Kile - another successful LaTeX frontend

Updated: May 23, 2009

If you're even moderately serious about writing documents, LaTeX is the way to do it. Not only will your productivity increase, your documents will look professional and print-ready, with the exceptional quality of Computer Modern fonts that are simply impossible to beat.


Unfortunately, working with LaTeX is not an easy task for most people. One, it requires working without seeing the output, a concept that quite a few people can't really grasp. Two, it requires a mind-set of separating content from style, similar to HTML and CSS, whereas most people are used to working with word processors that focus on exactly the opposite. Three, just like HTML, LaTeX has elements and tags and whatnot and mastering them is practically learning a whole new "text" language.

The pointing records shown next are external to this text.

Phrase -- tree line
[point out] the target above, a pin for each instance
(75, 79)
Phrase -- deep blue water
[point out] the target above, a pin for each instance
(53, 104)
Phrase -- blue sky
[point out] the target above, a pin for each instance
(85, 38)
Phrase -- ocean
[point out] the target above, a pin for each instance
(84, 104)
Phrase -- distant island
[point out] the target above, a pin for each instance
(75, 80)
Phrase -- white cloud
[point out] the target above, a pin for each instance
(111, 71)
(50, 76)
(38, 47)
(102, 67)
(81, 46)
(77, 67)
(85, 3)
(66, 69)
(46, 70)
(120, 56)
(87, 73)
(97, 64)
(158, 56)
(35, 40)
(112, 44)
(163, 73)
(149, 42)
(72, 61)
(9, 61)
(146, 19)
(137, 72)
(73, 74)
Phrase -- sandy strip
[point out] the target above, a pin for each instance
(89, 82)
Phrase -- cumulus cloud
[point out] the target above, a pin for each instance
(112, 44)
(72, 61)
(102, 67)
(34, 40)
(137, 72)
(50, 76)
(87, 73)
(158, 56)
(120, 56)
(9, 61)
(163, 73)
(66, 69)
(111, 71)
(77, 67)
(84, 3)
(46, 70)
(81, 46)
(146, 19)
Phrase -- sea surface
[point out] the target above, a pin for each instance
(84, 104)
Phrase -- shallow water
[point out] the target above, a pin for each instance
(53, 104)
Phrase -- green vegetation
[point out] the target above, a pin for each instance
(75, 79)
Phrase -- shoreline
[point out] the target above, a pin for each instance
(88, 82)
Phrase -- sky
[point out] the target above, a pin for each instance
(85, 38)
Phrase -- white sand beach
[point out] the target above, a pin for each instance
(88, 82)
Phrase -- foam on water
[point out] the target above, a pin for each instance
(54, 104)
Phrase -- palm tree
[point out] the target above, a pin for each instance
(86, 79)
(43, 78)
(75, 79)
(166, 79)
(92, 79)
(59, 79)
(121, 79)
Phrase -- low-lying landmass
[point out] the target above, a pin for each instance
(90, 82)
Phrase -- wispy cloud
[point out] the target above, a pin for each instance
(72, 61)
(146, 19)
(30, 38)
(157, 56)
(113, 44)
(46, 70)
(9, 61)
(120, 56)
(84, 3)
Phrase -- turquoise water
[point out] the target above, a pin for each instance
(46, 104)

For this reason, LaTeX frontends were built, GUI programs that help LaTeX users work visually, without getting lost in the maze of command-line text instructions. Best of all, they can see the output of their work.

LyX is my favorite LaTeX processor. It works well in both Linux and Windows, it's powerful, intuitive and simple.

Lyx main

Lyx document

If you're not happy with LyX, looking for an alternative or would like to try a pure KDE-based frontend, you should check Kile.

Introducing Kile

As said, Kile is a LaTeX editor for systems running KDE desktop. This means it is not available for Windows, yet. Installing Kile is a simple affair: most distros have it included in the repositories. Dependencies will be solved automatically, a hefty 300MB of them.

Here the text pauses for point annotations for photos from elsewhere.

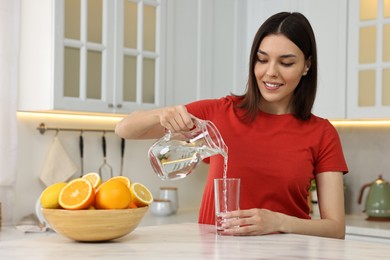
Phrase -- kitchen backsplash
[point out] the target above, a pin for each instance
(365, 149)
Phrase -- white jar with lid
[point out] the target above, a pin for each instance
(170, 193)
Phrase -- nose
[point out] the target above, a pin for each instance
(272, 71)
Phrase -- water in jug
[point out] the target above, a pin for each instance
(176, 155)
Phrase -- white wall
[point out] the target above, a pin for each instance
(366, 151)
(33, 149)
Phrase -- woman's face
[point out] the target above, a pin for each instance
(278, 70)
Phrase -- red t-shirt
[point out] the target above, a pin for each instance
(276, 156)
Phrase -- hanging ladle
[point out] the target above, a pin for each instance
(105, 169)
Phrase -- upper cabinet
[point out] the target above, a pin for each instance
(369, 59)
(92, 55)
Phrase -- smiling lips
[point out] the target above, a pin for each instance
(272, 86)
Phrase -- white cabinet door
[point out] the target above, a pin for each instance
(369, 59)
(92, 67)
(205, 49)
(329, 22)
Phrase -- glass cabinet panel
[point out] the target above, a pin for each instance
(149, 36)
(368, 9)
(386, 42)
(94, 75)
(72, 19)
(71, 72)
(367, 88)
(386, 8)
(130, 24)
(130, 79)
(148, 81)
(386, 87)
(95, 17)
(367, 47)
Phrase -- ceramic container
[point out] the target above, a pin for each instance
(170, 193)
(161, 207)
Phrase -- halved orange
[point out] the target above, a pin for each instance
(77, 194)
(141, 196)
(112, 194)
(94, 178)
(123, 179)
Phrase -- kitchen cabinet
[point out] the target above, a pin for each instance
(92, 56)
(369, 59)
(206, 55)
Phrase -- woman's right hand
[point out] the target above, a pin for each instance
(176, 118)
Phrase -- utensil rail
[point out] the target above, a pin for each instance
(42, 128)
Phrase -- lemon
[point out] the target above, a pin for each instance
(141, 195)
(50, 195)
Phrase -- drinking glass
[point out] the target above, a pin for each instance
(227, 198)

Kile is slightly overwhelming to new users, with the classic KDE detail working against them. The simplest way to begin is by creating a new document and choosing one of the templates. If you've never worked with LaTeX, you should not choose Empty Document.

New doc

Kile is similar to HTML editors, like Nvu or Bluefish. It shows the code to the user, which works both ways: it's useful to advanced LaTeX writers and can teach the newbies the basics of text processing. On the other hand, it adds clutter to the screen.


Creating formatted documents with Kile takes a bit of an effort. You will first have to build and compile the LaTeX file before being able to process it, say to PDF. You have the Log and Messages pane underneath the document windows to tell you about your progress.


Once you get to Done!, you can create final documents, with their superb good looks. For example, our document, the way it looks in Okular:

PDF rendered

Comparison to LyX

Well, both take approximately the same space on the disk (approx. 300MB). Kile is easier to install; marking a single package will solve all the missing dependencies. LyX requires additional packages to be installed manually. On the other hand, LyX runs on Windows, too.

Kile looks better, with a sharp modern look. However, the unavoidable KDE clutter can frighten new users. The more spartan LyX looks work in its favor, as it feels easier to master. While both offer similar functionality, getting around LyX is simpler and faster.

LyX also hides the code from the user, sparing him the details of text processing. Creating documents with LyX is also easier. A single click is needed, whereas Kile requires build and compilation first.

Overall, I think LyX is a more mature product, especially since it can be also used on Windows and is easier to use.


Working with Kile is a pleasure. It's not the simplest application, but it is powerful, flexible and useful. It is also well made, good looking and stable. It's a bit more difficult than LyX to master, but nothing critical.

Alas, there is no Windows version, which is a shame. Hopefully, that will change. Enjoy your new toy. Writing impressive documents is the goal of every writer and now, you have one more reason to be successful about it - and have fun along the way.